17. The composition of Claim 9, wherein at 100 mol-% urea, the freezing point is approximately 134°C, and the melting point is approximately 134°C.

18. A deep eutectic solvent comprising:

betaine monohydrate; and

a hydrogen bond donor.

19. The deep eutectic solvent of Claim 18, wherein the hydrogen bond donor comprises urea.

20. The deep eutectic solvent of Claim 18, wherein the hydrogen bond donor comprises malonic acid.

21. The deep eutectic solvent of Claim 18, wherein the hydrogen bond donor comprises citric acid.

22. The deep eutectic solvent of Claim 18, wherein the molar ratio of betaine monohydrate:hydrogen bond donor is 2: 1.

23. The deep eutectic solvent of Claim 18, wherein the molar ratio of betaine monohydrate:hydrogen bond donor is 1: 1.

24. The deep eutectic solvent of Claim 18, wherein the molar ratio of betaine monohydrate:hydrogen bond donor is 3: 1.

25. A deep eutectic solvent comprising:

betaine monohydrate; and

urea;

wherein the molar ratio of betaine monohydrate:urea is 2: 1.

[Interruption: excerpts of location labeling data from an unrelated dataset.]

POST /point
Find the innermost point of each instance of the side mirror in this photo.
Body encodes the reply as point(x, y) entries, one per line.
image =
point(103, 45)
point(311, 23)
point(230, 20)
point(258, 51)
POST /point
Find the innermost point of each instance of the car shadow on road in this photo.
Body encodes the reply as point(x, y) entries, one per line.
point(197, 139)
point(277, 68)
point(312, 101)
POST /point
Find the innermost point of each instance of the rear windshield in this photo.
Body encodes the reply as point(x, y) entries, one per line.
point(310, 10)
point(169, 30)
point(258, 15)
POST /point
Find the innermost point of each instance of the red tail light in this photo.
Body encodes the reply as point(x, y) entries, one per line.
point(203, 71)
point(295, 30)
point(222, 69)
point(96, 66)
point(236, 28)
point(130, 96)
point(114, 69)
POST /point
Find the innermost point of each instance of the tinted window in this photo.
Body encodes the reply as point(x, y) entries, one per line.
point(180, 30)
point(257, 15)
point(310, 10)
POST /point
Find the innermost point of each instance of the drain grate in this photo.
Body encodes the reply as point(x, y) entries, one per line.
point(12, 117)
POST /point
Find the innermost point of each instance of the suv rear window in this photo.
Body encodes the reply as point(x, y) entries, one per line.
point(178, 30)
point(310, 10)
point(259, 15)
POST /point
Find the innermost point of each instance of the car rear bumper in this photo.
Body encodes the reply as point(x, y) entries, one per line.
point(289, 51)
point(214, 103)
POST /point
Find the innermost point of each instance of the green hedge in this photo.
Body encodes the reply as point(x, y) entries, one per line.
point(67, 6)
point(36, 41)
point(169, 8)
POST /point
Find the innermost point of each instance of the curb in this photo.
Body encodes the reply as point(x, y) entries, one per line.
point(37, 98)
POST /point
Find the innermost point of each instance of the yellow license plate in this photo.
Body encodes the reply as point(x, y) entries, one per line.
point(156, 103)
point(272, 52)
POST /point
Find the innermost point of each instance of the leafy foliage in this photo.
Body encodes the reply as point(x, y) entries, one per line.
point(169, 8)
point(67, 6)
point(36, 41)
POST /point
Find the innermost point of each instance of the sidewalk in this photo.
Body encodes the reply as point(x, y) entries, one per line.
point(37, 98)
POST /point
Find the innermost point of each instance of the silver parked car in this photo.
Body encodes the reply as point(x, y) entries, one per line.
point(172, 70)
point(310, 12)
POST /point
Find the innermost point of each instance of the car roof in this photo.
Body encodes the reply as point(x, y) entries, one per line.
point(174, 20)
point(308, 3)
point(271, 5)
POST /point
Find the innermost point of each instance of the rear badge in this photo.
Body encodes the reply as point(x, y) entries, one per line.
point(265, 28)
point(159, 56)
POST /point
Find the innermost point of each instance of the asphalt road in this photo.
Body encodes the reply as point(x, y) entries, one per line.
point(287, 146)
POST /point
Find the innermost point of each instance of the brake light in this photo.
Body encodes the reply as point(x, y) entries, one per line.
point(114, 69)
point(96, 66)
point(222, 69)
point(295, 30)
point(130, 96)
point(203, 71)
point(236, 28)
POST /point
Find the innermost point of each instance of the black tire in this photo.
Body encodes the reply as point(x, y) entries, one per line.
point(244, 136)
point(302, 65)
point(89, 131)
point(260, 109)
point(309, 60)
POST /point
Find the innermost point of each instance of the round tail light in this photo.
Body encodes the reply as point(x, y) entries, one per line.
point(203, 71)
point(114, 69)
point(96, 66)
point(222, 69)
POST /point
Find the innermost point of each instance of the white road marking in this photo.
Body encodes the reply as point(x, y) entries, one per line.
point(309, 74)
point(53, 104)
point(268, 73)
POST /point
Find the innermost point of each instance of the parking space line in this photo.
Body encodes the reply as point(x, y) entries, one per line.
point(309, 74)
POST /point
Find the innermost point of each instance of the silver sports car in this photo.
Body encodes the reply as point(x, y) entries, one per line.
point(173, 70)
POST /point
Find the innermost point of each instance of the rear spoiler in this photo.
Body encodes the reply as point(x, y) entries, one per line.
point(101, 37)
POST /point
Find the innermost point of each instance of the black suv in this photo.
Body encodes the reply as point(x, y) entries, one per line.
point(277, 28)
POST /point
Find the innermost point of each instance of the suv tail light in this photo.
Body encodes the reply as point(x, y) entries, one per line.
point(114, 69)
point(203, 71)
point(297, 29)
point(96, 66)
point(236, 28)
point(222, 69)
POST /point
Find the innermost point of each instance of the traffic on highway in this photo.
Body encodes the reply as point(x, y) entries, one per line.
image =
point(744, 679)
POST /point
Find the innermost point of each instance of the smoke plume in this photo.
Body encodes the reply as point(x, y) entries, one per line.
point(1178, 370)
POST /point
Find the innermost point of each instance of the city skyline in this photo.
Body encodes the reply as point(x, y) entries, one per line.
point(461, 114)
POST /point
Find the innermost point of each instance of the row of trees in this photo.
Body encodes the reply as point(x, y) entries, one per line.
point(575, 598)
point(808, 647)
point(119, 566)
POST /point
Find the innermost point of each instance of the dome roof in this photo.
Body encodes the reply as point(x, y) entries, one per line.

26. A method for the dissolution of cellulose comprising mixing cellulose in the eutectic solvent of Claim 1.

27. A method for the dissolution of cellulose comprising mixing cellulose in the composition of Claim 9.

28. A method for the dissolution of cellulose comprising mixing cellulose in the deep eutectic solvent of Claim 18.

29. A method for the dissolution of a carbohydrate comprising mixing a carbohydrate in the eutectic solvent of Claim 1.

30. A method for the dissolution of a carbohydrate comprising mixing a carbohydrate in the composition of Claim 9.

31. A method for the dissolution of a carbohydrate comprising mixing a carbohydrate in the deep eutectic solvent of Claim 18.

32. A method for the dissolution of a starch comprising mixing a starch in the eutectic solvent of Claim 1.

33. A method for the dissolution of a starch comprising mixing a starch in the composition of Claim 9.

34. A method for the dissolution of a starch comprising mixing a starch in the deep eutectic solvent of Claim 18.

35. A method of reducing the crystallinity of cellulose comprising mixing cellulose in the eutectic solvent of Claim 1, and providing a reduction of crystallinity below 20%.

36. A method of reducing the crystallinity of cellulose according to Claim 35, providing a reduction of crystallinity of approximately 10-15%.